The knees and hips are the largest joints in the body, and they must work in close coordination to provide the mobility needed for walking, running, jumping, kneeling, and squatting. They also support the body’s weight during all of these activities. Pain in the knees and/or hips can lead to inflammatory conditions such as bursitis and tendonitis. Hip pain can occur on the inside of the hip or groin as well as on the outside of the hip, upper thigh or outer buttock. Knee pain can occur at the front, center, side, or back of the knee.
What causes knee and hip pain? Knee and hip pain result when the tissues and muscles that surround the joints become too tight, triggering inflammation, limited movement, and strain. Both too much activity, such as high-impact sports, and too little activity, such as sitting for prolonged periods of time, can cause knee and hip problems. Injuries and arthritis can also cause knee and hip pain. In addition, certain foot conditions such as hypermobile feet (when the joints in and around the feet move more than they should) and fallen arches can cause knee pain. Still another possible cause of knee and hip pain is over pronation of the feet. Over pronation can cause the hip to become unaligned, and the leg to rotate inward toward the opposite leg, forcing the knee to flex and extend in a way that places too much stress on the joint. In fact, just about any problem with the foot or ankle can result in a compromised posture or gait, which can lead to knee and hip pain.
How is knee and hip pain prevented and treated? Regular stretching (at least 10 minutes a day) is critical to both preventing and treating knee and hip pain. Strengthening the calf, gluteus, hamstring and quadriceps muscles is also crucial to prevention and Treatment. Avoiding high-impact sports, but staying active is important as well. If you sit a lot during the day, make sure you get up and move every 30 minutes and, if possible, take daily, 15-30 minute walks.
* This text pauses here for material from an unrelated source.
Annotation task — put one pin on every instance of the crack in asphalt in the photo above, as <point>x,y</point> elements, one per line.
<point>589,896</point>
Also, a physical therapist can examine your walk and posture and help identify the root cause of the problem. Furthermore, if you have been diagnosed with a dysfunction of the foot or ankle, making sure that you wear the very best women’s shoes for hip pain and/or the best women’s shoes for knee pain is an important step toward treating the problem. When shopping for these shoes, whether you want the best women’s athletic shoes for knee pain, the best women’s sandals for knee pain, or the best women’s dress shoes for knee pain, etc., the shoes should have the following qualities: a good fit (not too tight or too loose); supportive cushioning, and ergonomic soles. Lastly, look for orthopedic shoes with the best arch supports for hip pain and best women’s shoe insoles for hip pain. Good shoes for hip pain can significantly reduce discomfort at the hip and improve mobility.